Binyamin Netanyahu has berated President Putin over his stance on Gaza as his government indicated it would continue fighting in the face of international opposition.
Putin was once seen as friendly to the Israeli leader, but Russia supported a vote in the United Nations security council on Friday calling for a ceasefire, which Israel regards as tantamount to surrender. In a 50-minute phone call, Netanyahu told Putin that any country “would have reacted with no less force than Israel is using”. Russia itself has used overwhelming force in recent years in Chechnya, Syria and Ukraine.
“[Netanyahu] expressed his annoyance over anti-Israel stances by Russian representatives at the United Nations and other fora,” a statement following the call said. Netanyahu also criticised the growing ties between Russia and Iran.
The security council resolution was vetoed by the United States but supported by all other member states apart from Britain, which abstained. Netanyahu is heading for a potential clash with the Biden administration over the progress of the war, which the White House is said to want ended by the first week in January.
The Israel Defence Forces (IDF) are under pressure from the White House and other allies to finish off this stage of the war, the ground invasion to quell Hamas as an overground fighting force, as quickly as possible.
The Biden administration is fearful of the political cost of the high civilian death toll, being blamed in part on its decision to continue providing Israel with munitions. The White House used a rare mechanism to approve the sale of a further 14,000 tank shells without Congressional approval at the weekend.
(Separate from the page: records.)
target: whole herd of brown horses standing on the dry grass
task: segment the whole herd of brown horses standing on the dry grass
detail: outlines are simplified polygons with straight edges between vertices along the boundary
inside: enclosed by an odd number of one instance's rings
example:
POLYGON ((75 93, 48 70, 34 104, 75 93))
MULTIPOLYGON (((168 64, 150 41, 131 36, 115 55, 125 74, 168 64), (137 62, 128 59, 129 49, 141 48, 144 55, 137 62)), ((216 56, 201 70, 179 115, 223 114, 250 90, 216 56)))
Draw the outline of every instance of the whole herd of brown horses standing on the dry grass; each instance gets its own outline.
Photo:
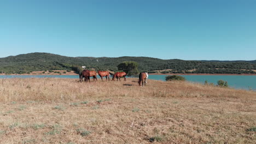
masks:
MULTIPOLYGON (((101 77, 101 81, 103 81, 103 77, 106 77, 106 81, 108 80, 109 81, 109 75, 112 75, 113 78, 112 80, 115 81, 115 78, 117 78, 117 81, 119 79, 120 80, 120 77, 124 77, 124 81, 126 81, 126 78, 125 76, 127 75, 125 72, 117 72, 117 73, 109 73, 108 71, 101 71, 101 70, 98 70, 98 75, 101 77)), ((95 70, 83 70, 82 73, 79 74, 79 80, 80 82, 83 81, 83 78, 84 78, 84 81, 85 82, 90 82, 90 77, 93 77, 94 81, 96 80, 97 81, 97 73, 95 70)), ((147 83, 147 79, 148 79, 148 73, 139 73, 139 86, 146 86, 146 83, 147 83)))

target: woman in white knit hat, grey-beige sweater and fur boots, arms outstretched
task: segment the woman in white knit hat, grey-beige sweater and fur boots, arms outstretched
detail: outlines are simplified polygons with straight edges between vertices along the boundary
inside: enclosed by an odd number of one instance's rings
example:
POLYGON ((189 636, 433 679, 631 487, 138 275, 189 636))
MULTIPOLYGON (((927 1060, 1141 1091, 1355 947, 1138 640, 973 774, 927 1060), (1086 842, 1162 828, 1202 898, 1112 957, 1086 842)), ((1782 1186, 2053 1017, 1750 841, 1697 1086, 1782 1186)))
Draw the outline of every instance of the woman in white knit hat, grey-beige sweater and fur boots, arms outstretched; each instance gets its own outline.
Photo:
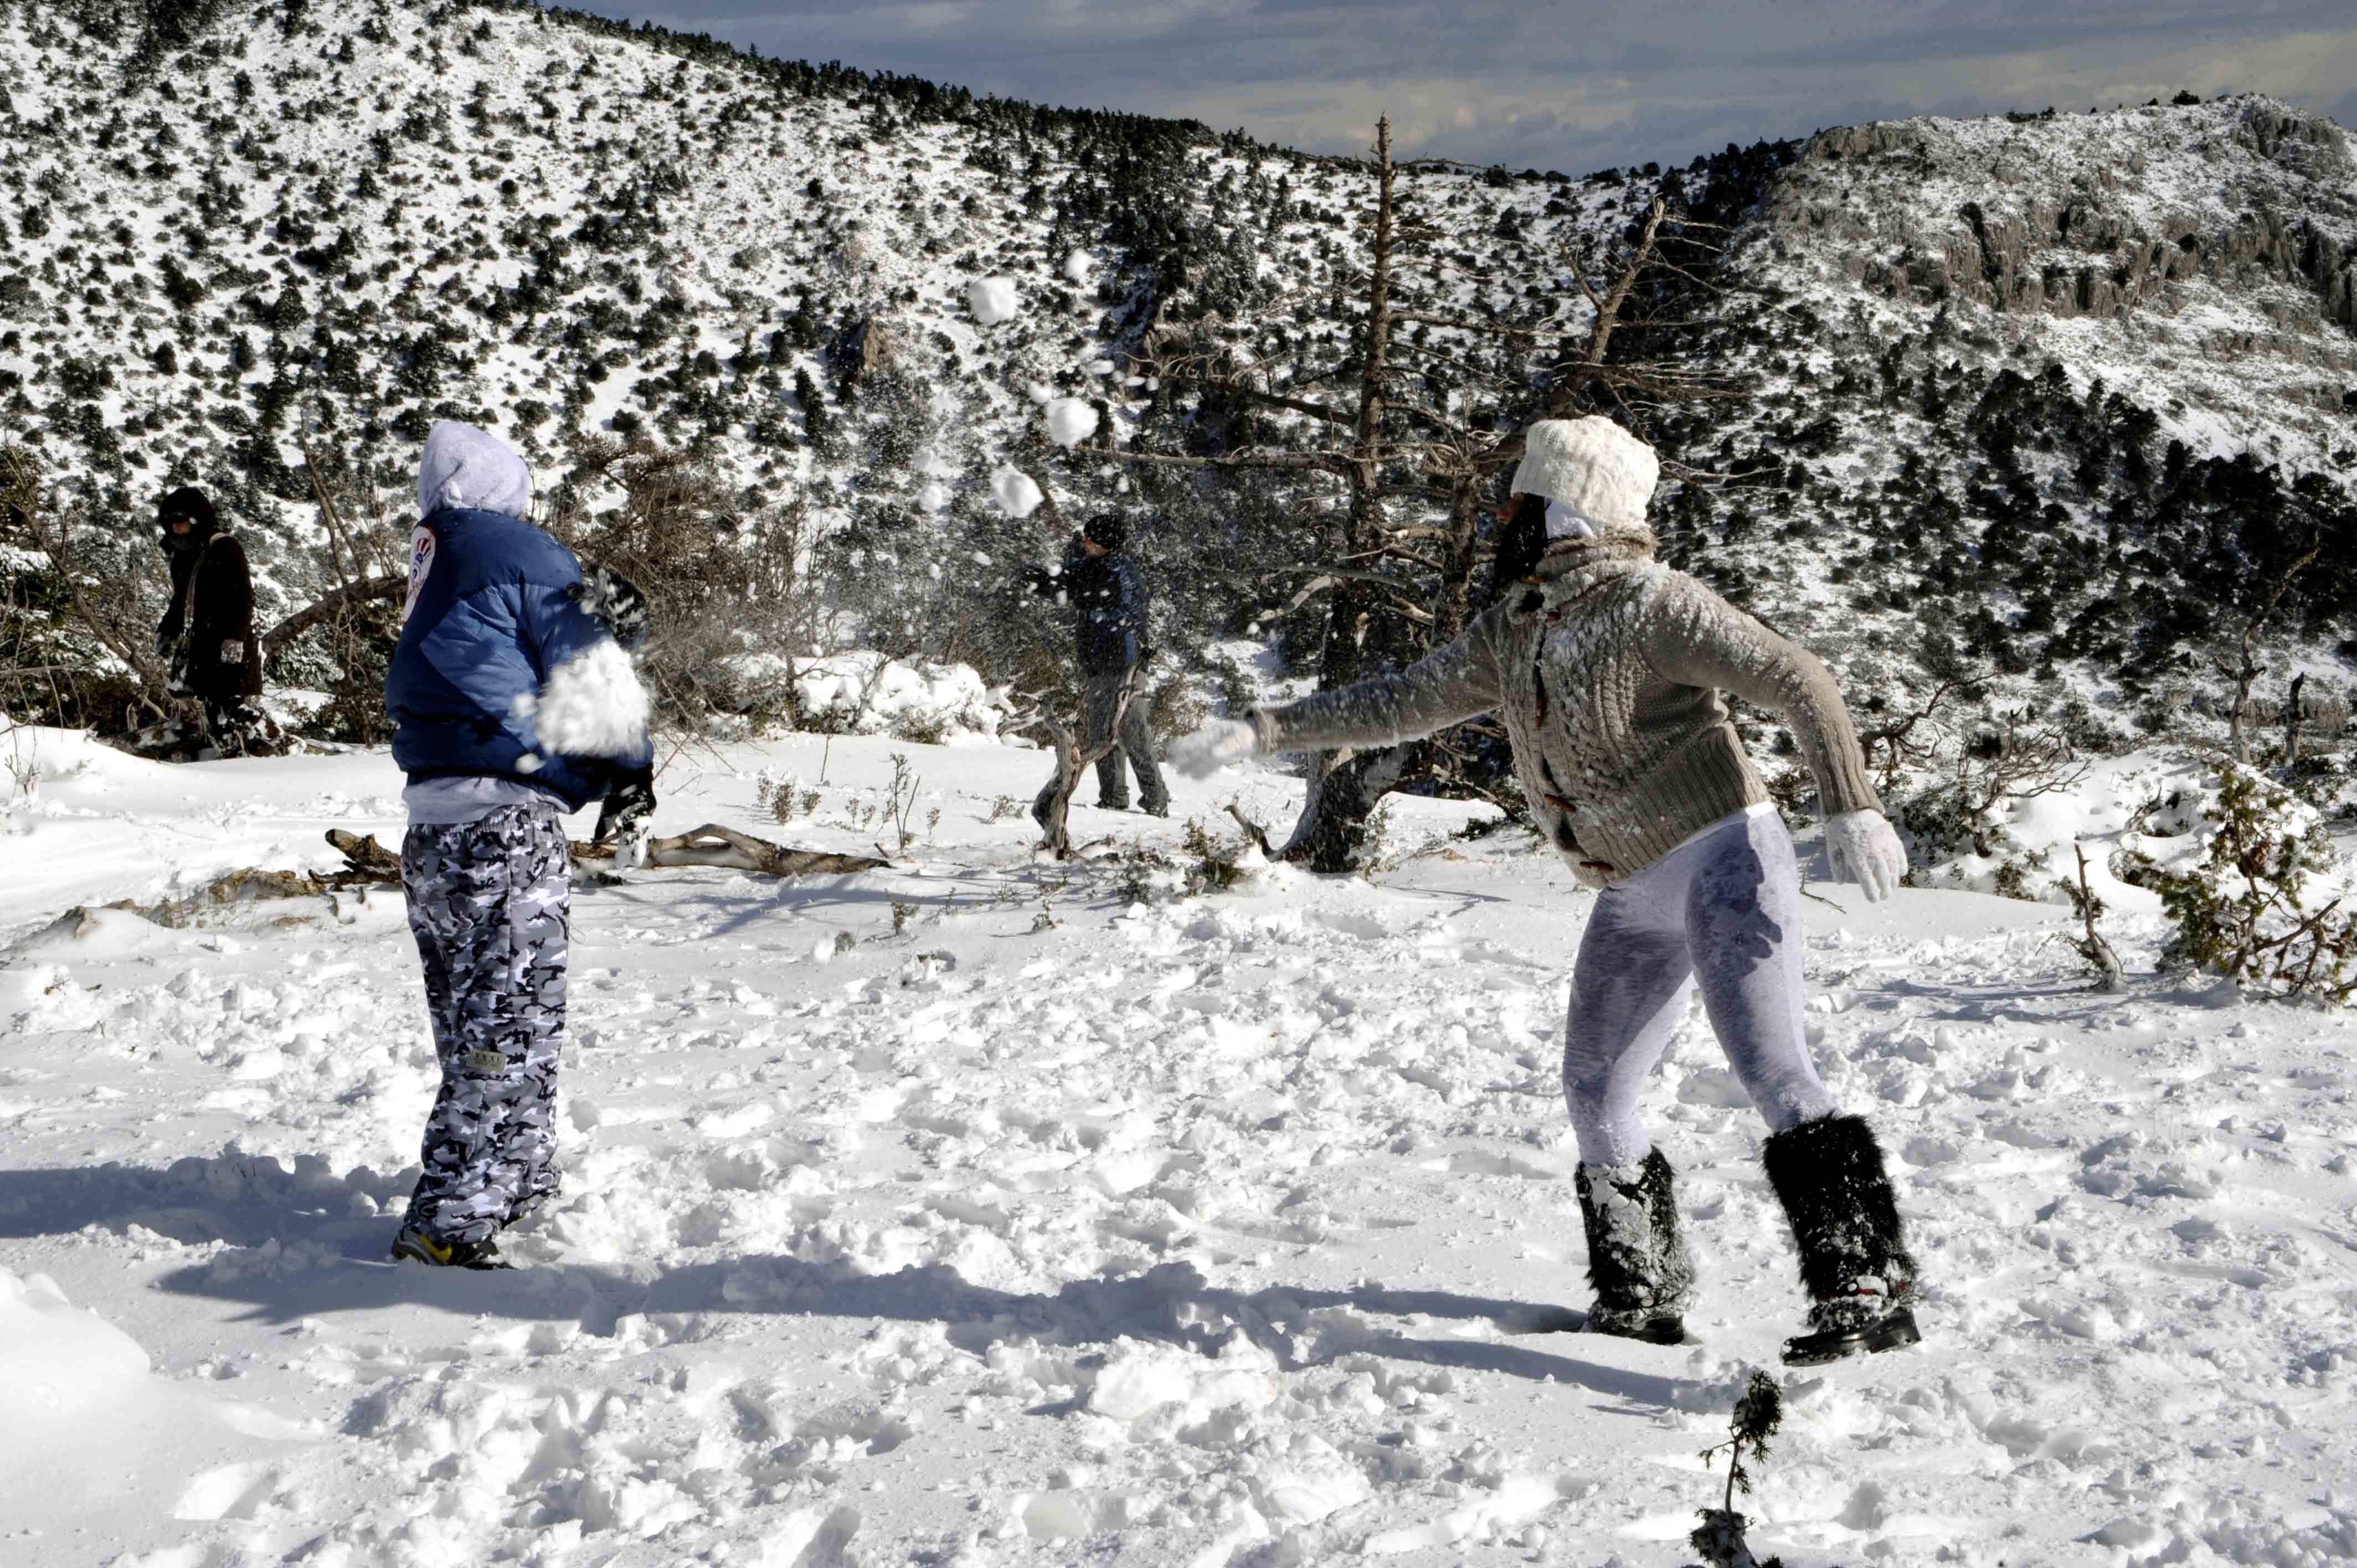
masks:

Israeli officials have indicated that this timeline is unrealistic, saying it will take six weeks or more to quell Hamas’s opposition on the ground and even longer to overcome the threat from its extensive tunnel networks. Yoav Gallant, the Israeli defence minister, said the war would go on “until its goals are achieved”.
He added: “I take into consideration everything the US asks and says, and take seriously, along with all the cabinet, what America is doing. We will find a way to help the Americans help us.”
The Israeli national security adviser Tzachi Hanegbi also said the war would continue. “The evaluation that this can’t be measured in weeks is correct, and I’m not sure it can be measured in months,” he told Israel’s Channel 12 television, about the length of the campaign.
The White House has also said that it is “certainly concerned” at reports that Israel had used white phosphorus in a raid on southern Lebanon earlier in the war.
The IDF says its use is within international law, which permits its use for providing smoke cover but not for attacks on civilians. The reports suggested that nine civilians were injured by white phosphorous in early October.
“We’ve seen the reports,” John Kirby, the White House spokesman, said. “[We’re] certainly concerned. We’ll be asking questions to learn a bit more. We provide white phosphorous with the expectation it will be used in keeping with the law of armed conflict.”
Claims of Israel’s use of white phosphorous in Lebanon resurfaced in the Washington Post, which said it had identified American-made shell fragments.
In Khan Yunis, the biggest city in the south of Gaza, residents have described tanks rolling down the main roads, snipers shooting past houses and corpses lying in the open.
“Everywhere it is very dangerous,” said Hussein Hassan, who is sheltering in a camp set up by the United Nations relief and works agency. “There are snipers on the street of the Japanese health clinic and at its front door.
“People were shot in the street today. A young man was shot by a sniper and died right there in the middle of the street. After sunset, no one goes outside. It’s like a ghost town. Even here shrapnel is landing on people’s tents.”
More than 18,200 Gazans have been killed, say Palestinian health officials. The number of dead in the IDF has passed 100. Conditions for the civilian population are deteriorating fast, with many sick from hunger and disease.
The IDF is still battling hold-out Hamas units in northern Gaza but has sent the full 98th airborne division, made up of paratroops, commandos and supporting tank and other armoured units, into Khan Yunis, which has long been a key base for Hamas.
It is also where hundreds of thousands of Gaza residents who followed Israel’s orders to flee the initial advance in the north have ended up. Many have moved again, most to Rafah, the town on the Egyptian border, crowded with up to a million people.
Those left are bystanders in an asymmetric war between a modern armoured force and a subterranean guerrilla army emerging from tunnels in twos and three to take on the tanks with rocket-propelled grenades and Kalashnikovs. “There are corpses in the streets,” said Khalil Abu Shamala. “The bombing last night was terrifying. It did not stop and it’s still going on.”
The IDF has taken much of the east of the city, reaching the road that bisects it north to south, which has become the front line. It was confident enough in the control it exercises to allow Israel’s chief of staff, Herzi Halevi, and Ronen Bar, the head of the internal security agency, Shin Bet, to be filmed together. “We are deepening the achievement in the north of the Gaza Strip, in the south and beneath the ground,” Halevi said.
Hanegbi has threatened to take military action inside Lebanon to force Hezbollah away from Israel’s northern border.